The HTC U11 Life is caught right in the middle of being a great deal and not quite worth your time. For a fraction of the price of the full-size and , the smaller U11 Life has the same supple look in a beautiful blue body and the same squeezable sides as the U11 and Google Pixel 2. Squeeze once to open an app and long-squeeze to open a second. It's a little gimmicky and easy to forget it's there, but if you start relying on it to open your favorite app, it can be a fast way to get to what you need.
Before we proceed, let me say that this review represents only the US version of the phone. The global version (at least the UK version) has a different operating system, RAM, storage and LTE bands. It also comes in black and white colors, in addition to blue.

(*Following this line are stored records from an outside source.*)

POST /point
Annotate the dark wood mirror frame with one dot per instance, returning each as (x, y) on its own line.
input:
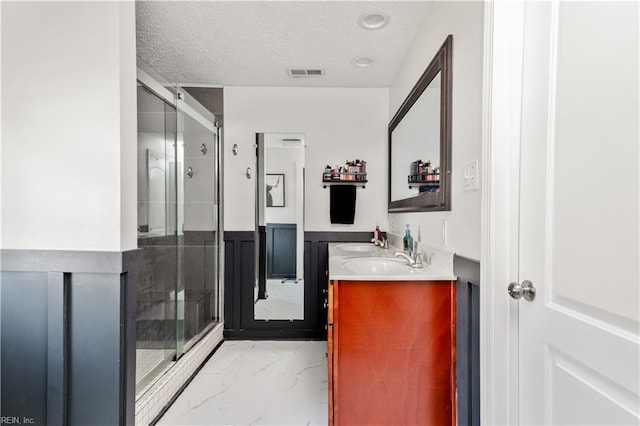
(440, 200)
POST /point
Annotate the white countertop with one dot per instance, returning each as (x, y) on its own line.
(341, 254)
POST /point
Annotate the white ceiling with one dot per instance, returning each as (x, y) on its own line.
(252, 43)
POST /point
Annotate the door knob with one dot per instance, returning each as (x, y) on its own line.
(525, 289)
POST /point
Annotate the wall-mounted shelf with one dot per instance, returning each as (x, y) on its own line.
(359, 179)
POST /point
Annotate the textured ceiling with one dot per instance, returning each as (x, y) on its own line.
(252, 43)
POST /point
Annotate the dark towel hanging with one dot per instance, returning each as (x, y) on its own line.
(342, 203)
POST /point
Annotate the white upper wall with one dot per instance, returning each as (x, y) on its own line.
(68, 126)
(339, 124)
(465, 21)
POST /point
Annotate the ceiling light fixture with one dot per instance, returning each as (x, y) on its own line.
(362, 61)
(373, 21)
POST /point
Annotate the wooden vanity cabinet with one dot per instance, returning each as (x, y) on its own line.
(391, 352)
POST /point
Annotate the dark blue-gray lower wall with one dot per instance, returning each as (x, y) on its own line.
(68, 335)
(467, 339)
(239, 282)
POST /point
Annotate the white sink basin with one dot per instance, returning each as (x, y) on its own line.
(377, 266)
(359, 248)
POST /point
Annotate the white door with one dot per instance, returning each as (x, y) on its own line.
(579, 192)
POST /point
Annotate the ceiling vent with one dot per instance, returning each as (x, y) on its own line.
(305, 72)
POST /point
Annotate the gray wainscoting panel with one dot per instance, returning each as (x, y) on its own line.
(57, 346)
(68, 336)
(95, 349)
(467, 339)
(24, 346)
(239, 281)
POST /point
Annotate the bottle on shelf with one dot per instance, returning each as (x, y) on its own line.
(407, 241)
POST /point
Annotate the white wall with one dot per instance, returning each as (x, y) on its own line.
(339, 124)
(465, 21)
(69, 126)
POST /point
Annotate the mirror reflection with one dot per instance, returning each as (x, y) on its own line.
(420, 141)
(416, 146)
(279, 283)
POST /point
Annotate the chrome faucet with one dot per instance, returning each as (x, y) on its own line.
(414, 260)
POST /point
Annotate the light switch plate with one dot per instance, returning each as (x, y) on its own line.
(470, 176)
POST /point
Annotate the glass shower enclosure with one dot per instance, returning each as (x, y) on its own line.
(178, 296)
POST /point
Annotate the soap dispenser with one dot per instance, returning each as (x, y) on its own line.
(407, 241)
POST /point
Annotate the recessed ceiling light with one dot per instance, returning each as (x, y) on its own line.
(373, 21)
(362, 61)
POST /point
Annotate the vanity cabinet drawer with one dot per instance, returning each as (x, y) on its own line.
(391, 352)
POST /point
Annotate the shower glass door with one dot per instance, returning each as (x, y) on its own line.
(178, 231)
(157, 195)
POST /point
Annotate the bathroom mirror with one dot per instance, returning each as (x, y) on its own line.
(420, 141)
(279, 280)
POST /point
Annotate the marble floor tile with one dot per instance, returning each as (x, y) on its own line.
(257, 383)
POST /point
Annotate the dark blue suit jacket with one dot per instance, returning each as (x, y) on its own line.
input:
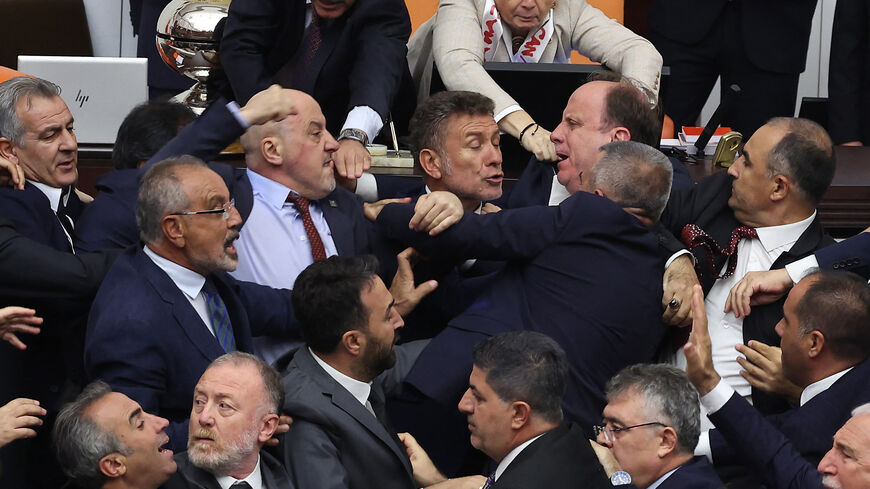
(146, 340)
(30, 212)
(586, 273)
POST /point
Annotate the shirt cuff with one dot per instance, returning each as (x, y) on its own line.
(510, 109)
(797, 270)
(367, 187)
(677, 255)
(716, 398)
(365, 119)
(234, 109)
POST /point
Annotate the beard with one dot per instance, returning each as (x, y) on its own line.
(220, 458)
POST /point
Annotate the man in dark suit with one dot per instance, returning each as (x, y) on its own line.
(337, 382)
(825, 346)
(760, 46)
(765, 209)
(651, 426)
(514, 409)
(235, 411)
(349, 55)
(37, 134)
(166, 310)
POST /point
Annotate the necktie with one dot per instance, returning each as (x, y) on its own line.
(693, 237)
(318, 252)
(220, 319)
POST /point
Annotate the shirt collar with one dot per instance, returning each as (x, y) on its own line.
(502, 466)
(359, 390)
(188, 281)
(820, 386)
(53, 194)
(773, 237)
(254, 479)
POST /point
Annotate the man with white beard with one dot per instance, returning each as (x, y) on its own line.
(235, 411)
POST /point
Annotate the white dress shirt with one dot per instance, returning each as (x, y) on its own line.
(726, 331)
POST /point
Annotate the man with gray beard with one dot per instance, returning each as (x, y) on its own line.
(235, 410)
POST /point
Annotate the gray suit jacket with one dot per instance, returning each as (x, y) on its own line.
(192, 477)
(335, 442)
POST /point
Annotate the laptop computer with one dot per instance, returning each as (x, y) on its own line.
(99, 92)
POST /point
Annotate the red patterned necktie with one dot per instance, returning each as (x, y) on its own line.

This version of the U11 Life has some pretty good midrange specs, like a 16-megapixel front-facing camera, water resistance and a totally decent processor. There are some hardware and performance tradeoffs, sure, but that's pretty much always the case with a midprice phone.
The U11 Life is likeable. It's a nice phone to grab up and looks flashier than a lot of intermediate phones out there. But it's not without its flaws, especially when it comes to the camera. Colors are bright and true-to-life, and photos looked sharp on the comparatively tiny screen. But when I viewed them on my laptop, they were so soft -- either blurred or lacking detail on the edges and centers -- that I figured the camera lens was smudged. It wasn't. Photos will be just fine for sharing in a small format, like a text message or on Instagram or Facebook, but I wouldn't plan on printing them in a photo book, calendar or gift mug.

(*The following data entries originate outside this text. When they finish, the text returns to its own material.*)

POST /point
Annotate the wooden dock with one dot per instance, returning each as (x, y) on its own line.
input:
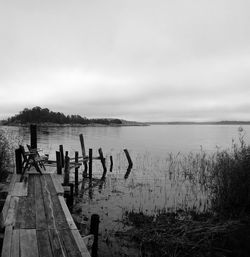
(37, 220)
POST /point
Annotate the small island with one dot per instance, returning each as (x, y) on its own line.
(43, 116)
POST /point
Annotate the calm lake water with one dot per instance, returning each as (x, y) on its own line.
(158, 140)
(151, 185)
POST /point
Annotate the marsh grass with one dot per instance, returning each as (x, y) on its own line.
(222, 228)
(5, 156)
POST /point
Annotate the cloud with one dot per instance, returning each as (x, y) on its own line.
(143, 60)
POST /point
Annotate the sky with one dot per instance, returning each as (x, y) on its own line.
(169, 60)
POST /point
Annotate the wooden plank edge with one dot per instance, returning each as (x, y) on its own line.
(57, 184)
(80, 243)
(66, 211)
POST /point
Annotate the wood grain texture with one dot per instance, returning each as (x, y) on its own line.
(57, 183)
(43, 242)
(67, 214)
(6, 250)
(12, 212)
(20, 189)
(41, 220)
(15, 246)
(28, 243)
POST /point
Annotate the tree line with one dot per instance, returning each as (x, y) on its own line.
(43, 115)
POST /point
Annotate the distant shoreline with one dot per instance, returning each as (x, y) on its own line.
(132, 124)
(201, 123)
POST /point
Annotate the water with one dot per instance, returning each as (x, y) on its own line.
(158, 140)
(150, 186)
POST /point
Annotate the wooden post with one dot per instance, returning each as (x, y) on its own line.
(103, 163)
(70, 197)
(58, 163)
(84, 174)
(130, 163)
(76, 173)
(66, 170)
(33, 136)
(111, 164)
(82, 145)
(62, 155)
(90, 163)
(18, 157)
(94, 227)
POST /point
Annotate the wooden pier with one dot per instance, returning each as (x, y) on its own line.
(37, 220)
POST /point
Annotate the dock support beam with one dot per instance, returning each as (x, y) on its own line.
(33, 136)
(58, 163)
(94, 227)
(18, 157)
(76, 173)
(90, 163)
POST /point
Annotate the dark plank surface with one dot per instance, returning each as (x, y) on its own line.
(41, 227)
(43, 242)
(41, 222)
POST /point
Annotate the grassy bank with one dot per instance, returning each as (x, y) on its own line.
(223, 229)
(5, 156)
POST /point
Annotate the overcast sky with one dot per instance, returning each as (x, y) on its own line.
(134, 59)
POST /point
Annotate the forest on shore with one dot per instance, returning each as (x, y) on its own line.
(44, 115)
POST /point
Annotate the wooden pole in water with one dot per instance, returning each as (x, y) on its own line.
(82, 145)
(76, 173)
(33, 136)
(128, 158)
(90, 163)
(18, 157)
(58, 163)
(66, 170)
(103, 163)
(111, 164)
(94, 227)
(62, 155)
(84, 174)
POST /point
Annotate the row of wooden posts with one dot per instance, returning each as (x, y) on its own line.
(63, 161)
(66, 163)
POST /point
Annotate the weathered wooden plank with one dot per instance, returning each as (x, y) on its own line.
(55, 207)
(48, 207)
(69, 244)
(56, 244)
(67, 214)
(50, 184)
(80, 243)
(15, 246)
(6, 250)
(41, 221)
(31, 186)
(20, 189)
(28, 243)
(5, 210)
(30, 204)
(57, 183)
(15, 178)
(43, 242)
(20, 221)
(12, 211)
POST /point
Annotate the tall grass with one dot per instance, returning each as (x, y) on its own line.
(5, 156)
(230, 180)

Hold the U11 Life next to the Motorola Moto G5 Plus and the Life's camera weakness becomes clearer. While the G5 Plus doesn't hit color balance as faithfully, its 12-megapixel camera is more detailed; I compared 10 identical shots. The U11 Life does take notably sharper selfies from the front-facing camera, though, that make the G5 Plus' look like mush.
When you match up the camera quality and price, the U11 Life doesn't seem like such a slam dunk compared to the Moto G5 Plus. Pricing first, the U11 Life costs $349 from HTC.com, which converts to £263 and AU$456. T-Mobile is the exclusive US carrier; it'll sell the U11 Life for $300. The Moto G5 Plus, meanwhile, costs $229 or $300 (32GB or 64GB), £249 and converts to AU$300 and AU$390 in Australia.